Le CETIM, organisateur mais aussi acteur
Le CETIM, coordinateur de l’évènement se déroulant dans ses locaux, n’était évidemment pas en reste à l’heure de partager ses amples connaissances : on notera une prise de parole de M. Gautheron, dont les travaux portent sur les effets de différents traitements de surface (trempe à l’huile et cémentation notamment) sur les propriétés en fatigue d’une pièce usinée, travail conjoint du CETIM, de GIMA et de l’UTC (Université Technologique de Compiègne). MM. Abdellaoui et Hauteville, quant à eux, étudient la durée de vie d’un démonstrateur couplant optimisation topologique et fabrication additive. M. Hauteville a aussi réalisé un exposé méthodologique sur l’analyse des résultats de fatigue. M. Hermite et son équipe ont pour leur part travaillé sur une démarche de smart testing, utilisant l’Internet des objets pour la gestion de données de tests de fatigue. Mme Huther et ses collègues, en collaboration avec Nov BLM, ont étudié l’influence d’une surcharge sur une pièce présentant un cordon de soudure. M. Duval travaille sur l’étude des phénomènes non-linéaires dans le cadre de sollicitations modales (assemblages utilisés dans des centrales nucléaires) et leur influence sur le comportement mécanique.

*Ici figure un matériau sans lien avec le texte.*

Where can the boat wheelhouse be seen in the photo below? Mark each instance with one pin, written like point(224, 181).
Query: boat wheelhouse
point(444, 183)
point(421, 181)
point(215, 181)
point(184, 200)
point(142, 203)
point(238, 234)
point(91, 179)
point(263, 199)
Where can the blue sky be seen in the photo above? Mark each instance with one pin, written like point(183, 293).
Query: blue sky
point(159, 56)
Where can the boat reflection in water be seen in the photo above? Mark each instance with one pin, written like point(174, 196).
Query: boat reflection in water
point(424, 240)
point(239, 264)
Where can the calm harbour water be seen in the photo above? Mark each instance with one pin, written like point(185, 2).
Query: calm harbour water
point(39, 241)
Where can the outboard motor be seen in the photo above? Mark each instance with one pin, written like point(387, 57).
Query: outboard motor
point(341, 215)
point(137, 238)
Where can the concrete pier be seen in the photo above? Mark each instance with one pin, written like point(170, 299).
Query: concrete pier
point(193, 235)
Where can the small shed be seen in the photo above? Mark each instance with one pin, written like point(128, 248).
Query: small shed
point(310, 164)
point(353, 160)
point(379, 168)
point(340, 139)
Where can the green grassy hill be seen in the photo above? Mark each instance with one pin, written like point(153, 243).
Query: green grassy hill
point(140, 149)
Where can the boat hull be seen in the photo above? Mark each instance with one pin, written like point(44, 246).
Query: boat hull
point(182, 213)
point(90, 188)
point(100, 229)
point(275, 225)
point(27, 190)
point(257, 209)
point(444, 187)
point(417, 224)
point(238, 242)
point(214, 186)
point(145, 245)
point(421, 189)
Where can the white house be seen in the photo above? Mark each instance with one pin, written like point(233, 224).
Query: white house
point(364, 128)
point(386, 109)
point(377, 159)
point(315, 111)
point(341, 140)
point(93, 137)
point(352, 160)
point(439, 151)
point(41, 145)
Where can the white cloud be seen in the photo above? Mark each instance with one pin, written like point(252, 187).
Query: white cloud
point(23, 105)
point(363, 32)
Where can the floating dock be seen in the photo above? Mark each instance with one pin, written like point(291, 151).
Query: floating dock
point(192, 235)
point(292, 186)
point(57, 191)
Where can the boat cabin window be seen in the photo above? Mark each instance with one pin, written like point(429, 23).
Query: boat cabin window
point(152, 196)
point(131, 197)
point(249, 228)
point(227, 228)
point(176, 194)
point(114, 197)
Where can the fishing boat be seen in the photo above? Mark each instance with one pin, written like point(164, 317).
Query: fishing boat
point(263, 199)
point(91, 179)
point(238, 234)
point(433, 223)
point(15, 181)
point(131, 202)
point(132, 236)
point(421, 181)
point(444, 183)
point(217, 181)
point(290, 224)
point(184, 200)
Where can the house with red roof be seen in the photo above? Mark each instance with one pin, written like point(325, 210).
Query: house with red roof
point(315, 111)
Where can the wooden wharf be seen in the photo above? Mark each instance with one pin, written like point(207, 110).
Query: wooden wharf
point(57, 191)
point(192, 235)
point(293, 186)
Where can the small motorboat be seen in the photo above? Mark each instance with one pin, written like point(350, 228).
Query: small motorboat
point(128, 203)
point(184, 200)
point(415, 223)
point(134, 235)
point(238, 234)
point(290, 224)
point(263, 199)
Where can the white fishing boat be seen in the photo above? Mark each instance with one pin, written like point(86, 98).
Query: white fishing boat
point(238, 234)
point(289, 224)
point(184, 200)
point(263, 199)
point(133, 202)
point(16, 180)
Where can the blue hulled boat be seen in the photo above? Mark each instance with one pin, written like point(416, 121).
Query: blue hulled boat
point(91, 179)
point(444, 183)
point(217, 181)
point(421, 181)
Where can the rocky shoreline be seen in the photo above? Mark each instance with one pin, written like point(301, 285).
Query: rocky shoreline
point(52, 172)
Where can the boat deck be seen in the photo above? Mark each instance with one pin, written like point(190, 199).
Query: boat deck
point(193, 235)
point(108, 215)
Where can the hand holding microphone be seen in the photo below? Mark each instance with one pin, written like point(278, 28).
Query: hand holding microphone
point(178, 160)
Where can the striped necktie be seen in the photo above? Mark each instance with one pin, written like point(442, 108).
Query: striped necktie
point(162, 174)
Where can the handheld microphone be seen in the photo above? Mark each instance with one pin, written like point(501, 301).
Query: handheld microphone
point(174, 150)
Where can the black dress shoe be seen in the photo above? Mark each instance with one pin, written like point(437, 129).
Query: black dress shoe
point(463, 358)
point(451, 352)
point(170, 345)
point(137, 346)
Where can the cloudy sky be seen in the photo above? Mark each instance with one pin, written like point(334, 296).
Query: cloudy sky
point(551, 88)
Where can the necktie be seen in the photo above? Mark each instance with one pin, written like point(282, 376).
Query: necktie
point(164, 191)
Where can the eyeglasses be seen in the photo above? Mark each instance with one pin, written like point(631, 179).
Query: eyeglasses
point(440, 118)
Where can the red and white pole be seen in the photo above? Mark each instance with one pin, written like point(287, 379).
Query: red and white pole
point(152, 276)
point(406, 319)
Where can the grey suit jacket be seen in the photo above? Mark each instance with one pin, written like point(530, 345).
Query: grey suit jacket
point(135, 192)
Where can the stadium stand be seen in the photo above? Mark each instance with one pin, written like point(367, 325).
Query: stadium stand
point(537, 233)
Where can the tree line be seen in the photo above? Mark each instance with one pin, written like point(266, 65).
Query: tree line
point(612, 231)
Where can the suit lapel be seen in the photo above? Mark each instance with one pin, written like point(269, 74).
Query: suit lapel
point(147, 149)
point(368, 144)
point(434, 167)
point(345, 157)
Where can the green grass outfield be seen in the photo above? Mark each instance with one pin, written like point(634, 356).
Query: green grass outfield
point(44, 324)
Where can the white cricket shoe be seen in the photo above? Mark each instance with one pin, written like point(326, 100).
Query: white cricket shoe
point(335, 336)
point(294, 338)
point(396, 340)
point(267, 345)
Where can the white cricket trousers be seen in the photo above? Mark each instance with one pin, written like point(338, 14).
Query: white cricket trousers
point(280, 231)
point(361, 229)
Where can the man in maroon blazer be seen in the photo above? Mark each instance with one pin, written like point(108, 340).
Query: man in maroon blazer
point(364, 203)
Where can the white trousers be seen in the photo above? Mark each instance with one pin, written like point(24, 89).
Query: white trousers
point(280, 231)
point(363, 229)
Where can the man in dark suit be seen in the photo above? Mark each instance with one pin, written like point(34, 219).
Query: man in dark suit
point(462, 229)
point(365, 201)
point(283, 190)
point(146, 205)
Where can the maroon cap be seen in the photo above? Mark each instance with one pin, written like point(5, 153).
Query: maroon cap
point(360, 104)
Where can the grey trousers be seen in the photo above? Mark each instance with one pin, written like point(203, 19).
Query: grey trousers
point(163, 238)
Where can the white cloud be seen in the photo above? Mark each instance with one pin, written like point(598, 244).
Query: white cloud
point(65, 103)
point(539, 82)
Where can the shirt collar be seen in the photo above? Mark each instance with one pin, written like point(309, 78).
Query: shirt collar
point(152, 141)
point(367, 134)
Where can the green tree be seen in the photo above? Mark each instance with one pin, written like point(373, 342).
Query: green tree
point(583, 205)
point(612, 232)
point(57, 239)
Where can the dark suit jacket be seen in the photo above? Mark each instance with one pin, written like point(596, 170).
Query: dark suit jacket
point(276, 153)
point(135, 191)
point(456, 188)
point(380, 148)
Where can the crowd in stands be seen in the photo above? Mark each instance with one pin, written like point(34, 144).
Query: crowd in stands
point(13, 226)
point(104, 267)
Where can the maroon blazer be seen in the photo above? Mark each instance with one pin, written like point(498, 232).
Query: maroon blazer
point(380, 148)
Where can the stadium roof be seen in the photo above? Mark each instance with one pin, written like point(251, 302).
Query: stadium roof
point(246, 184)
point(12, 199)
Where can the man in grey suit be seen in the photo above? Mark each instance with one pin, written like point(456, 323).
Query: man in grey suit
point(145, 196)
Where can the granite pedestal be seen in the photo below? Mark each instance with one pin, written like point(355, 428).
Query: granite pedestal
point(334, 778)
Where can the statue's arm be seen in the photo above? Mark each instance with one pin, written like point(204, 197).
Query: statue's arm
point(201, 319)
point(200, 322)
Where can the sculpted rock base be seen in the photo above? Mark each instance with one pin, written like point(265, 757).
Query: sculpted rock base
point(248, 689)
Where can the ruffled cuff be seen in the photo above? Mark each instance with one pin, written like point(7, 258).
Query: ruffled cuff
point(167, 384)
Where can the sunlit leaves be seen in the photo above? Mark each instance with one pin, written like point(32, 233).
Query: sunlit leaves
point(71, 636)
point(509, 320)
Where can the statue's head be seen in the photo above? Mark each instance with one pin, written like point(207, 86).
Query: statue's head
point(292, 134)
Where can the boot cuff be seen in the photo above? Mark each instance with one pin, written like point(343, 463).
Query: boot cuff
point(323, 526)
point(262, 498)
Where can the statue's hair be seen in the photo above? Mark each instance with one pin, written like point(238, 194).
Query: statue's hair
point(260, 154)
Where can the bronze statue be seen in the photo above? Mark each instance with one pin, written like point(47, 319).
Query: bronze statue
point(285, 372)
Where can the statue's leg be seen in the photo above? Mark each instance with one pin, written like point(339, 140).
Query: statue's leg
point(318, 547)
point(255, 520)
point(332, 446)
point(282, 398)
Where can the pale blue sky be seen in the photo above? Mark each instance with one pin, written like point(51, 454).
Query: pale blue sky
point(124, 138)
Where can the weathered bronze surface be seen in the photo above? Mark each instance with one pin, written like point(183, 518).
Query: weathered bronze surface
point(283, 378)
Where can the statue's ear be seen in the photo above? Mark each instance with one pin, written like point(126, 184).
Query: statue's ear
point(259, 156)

Enfin, M. Depale a présenté une démarche méthodologique de détermination de la durée de vie de structures (notamment de type grue) en détaillant les différentes approches et normes existantes.
L’ensemble de ces présentations montrent l’étendue des travaux réalisés par les équipes du CETIM, de la science des matériaux à l’utilisation de la data science en passant par le développement de démonstrateurs.

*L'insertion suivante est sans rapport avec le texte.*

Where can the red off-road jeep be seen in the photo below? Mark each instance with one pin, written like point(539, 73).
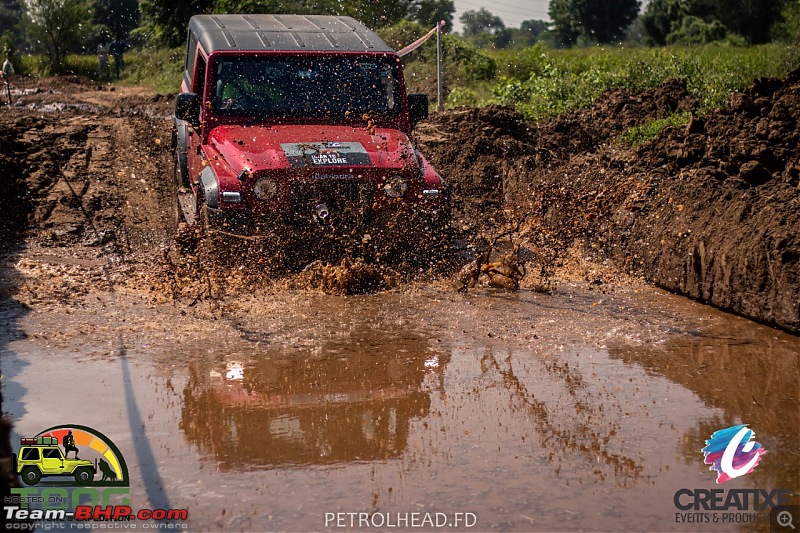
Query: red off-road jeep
point(290, 121)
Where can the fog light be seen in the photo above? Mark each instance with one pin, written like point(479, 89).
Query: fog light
point(265, 189)
point(395, 186)
point(231, 197)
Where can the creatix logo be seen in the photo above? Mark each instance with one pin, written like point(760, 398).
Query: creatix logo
point(732, 453)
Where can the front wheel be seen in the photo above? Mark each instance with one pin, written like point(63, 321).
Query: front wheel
point(31, 475)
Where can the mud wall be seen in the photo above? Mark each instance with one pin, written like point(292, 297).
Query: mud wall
point(710, 210)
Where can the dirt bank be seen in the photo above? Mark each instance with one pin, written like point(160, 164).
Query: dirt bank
point(710, 210)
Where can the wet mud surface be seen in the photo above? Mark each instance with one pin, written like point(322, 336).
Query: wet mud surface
point(262, 396)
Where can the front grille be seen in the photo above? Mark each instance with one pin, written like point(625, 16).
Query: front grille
point(348, 200)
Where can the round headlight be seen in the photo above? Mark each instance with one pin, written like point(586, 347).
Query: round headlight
point(265, 189)
point(395, 186)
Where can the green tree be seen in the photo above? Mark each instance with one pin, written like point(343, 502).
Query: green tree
point(430, 12)
point(11, 16)
point(694, 30)
point(116, 16)
point(660, 18)
point(752, 19)
point(59, 25)
point(597, 20)
point(533, 29)
point(481, 21)
point(164, 21)
point(566, 22)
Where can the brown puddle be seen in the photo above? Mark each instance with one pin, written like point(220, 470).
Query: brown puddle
point(574, 410)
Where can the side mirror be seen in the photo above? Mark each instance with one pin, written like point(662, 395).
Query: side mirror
point(417, 107)
point(187, 107)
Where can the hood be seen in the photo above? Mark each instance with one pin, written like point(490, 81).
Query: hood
point(254, 148)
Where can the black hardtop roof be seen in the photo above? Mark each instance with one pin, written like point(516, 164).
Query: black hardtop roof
point(285, 32)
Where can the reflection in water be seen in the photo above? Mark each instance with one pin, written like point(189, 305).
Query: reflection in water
point(305, 409)
point(752, 376)
point(584, 431)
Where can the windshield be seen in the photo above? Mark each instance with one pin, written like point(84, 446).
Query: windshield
point(306, 86)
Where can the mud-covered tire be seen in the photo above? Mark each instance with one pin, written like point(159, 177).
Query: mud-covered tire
point(83, 475)
point(30, 475)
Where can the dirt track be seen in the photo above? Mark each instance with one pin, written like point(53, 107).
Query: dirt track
point(710, 211)
point(565, 391)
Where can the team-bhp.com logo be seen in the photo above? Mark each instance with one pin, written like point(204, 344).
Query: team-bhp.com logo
point(732, 452)
point(46, 459)
point(60, 486)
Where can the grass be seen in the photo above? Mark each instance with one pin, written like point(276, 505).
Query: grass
point(647, 132)
point(537, 81)
point(541, 83)
point(160, 68)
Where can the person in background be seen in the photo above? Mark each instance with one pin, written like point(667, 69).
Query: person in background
point(103, 72)
point(6, 73)
point(117, 48)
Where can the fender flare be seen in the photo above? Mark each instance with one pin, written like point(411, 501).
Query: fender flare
point(180, 132)
point(208, 180)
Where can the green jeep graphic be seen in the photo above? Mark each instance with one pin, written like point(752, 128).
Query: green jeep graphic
point(41, 457)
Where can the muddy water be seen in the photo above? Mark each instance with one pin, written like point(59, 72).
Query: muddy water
point(576, 410)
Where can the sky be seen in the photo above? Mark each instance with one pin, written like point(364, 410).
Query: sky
point(513, 12)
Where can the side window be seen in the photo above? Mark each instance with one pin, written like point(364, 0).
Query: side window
point(200, 75)
point(52, 453)
point(191, 51)
point(30, 454)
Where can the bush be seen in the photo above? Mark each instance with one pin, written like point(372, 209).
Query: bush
point(694, 30)
point(648, 131)
point(564, 80)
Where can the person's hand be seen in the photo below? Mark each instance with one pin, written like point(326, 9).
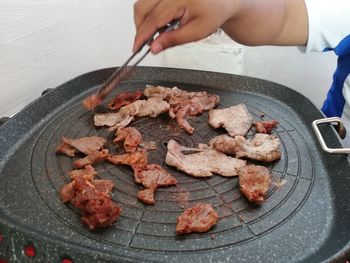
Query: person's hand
point(198, 19)
point(253, 22)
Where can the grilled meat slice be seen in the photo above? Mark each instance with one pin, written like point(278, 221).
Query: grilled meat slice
point(131, 137)
point(93, 157)
point(236, 119)
point(199, 218)
point(124, 98)
point(254, 182)
point(265, 126)
point(85, 144)
point(262, 147)
point(202, 164)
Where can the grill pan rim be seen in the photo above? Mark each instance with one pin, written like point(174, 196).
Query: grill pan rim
point(63, 87)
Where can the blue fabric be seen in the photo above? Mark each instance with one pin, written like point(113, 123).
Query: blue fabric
point(334, 104)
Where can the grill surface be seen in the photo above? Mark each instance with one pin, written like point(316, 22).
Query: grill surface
point(303, 211)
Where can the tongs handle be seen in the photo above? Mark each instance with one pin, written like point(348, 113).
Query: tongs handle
point(122, 72)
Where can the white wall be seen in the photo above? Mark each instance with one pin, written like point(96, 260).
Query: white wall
point(45, 43)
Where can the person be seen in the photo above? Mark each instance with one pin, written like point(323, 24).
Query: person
point(313, 25)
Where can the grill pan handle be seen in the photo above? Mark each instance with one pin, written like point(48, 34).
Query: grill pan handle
point(341, 131)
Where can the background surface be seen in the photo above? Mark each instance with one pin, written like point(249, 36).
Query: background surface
point(46, 43)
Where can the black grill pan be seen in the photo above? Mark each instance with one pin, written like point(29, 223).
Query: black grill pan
point(305, 220)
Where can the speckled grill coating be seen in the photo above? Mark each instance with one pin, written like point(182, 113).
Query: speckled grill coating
point(304, 220)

Fatigue Design, un évènement international
Cet aperçu succinct de quelques conférences sur des sujets de pointe ne doit pas faire oublier le nombre conséquent de prises de parole consacrées à des sujets plus traditionnels en mécanique de la rupture ou en fatigue des structures, qui sont tout aussi déterminants à l’échelle de la discipline. Le travail conjoint d’équipes universitaires, d’acteurs industriels et de spécialistes du sujet, partout dans le monde, permet de faire avancer la connaissance dans un domaine extrêmement technique mais dont l’impact est crucial pour l’étude des pièces mécaniques. L’organisation de l’évènement, avec un pays invité, l’Allemagne, et une langue utilisée par tous, l’anglais, a permis un large partage de connaissance entre spécialistes et curieux du monde entier. On repart donc de Senlis satisfait et avec en tête un aperçu plutôt complet de l’état des travaux menés dans les domaines mis à l’honneur au salon Fatigue Design.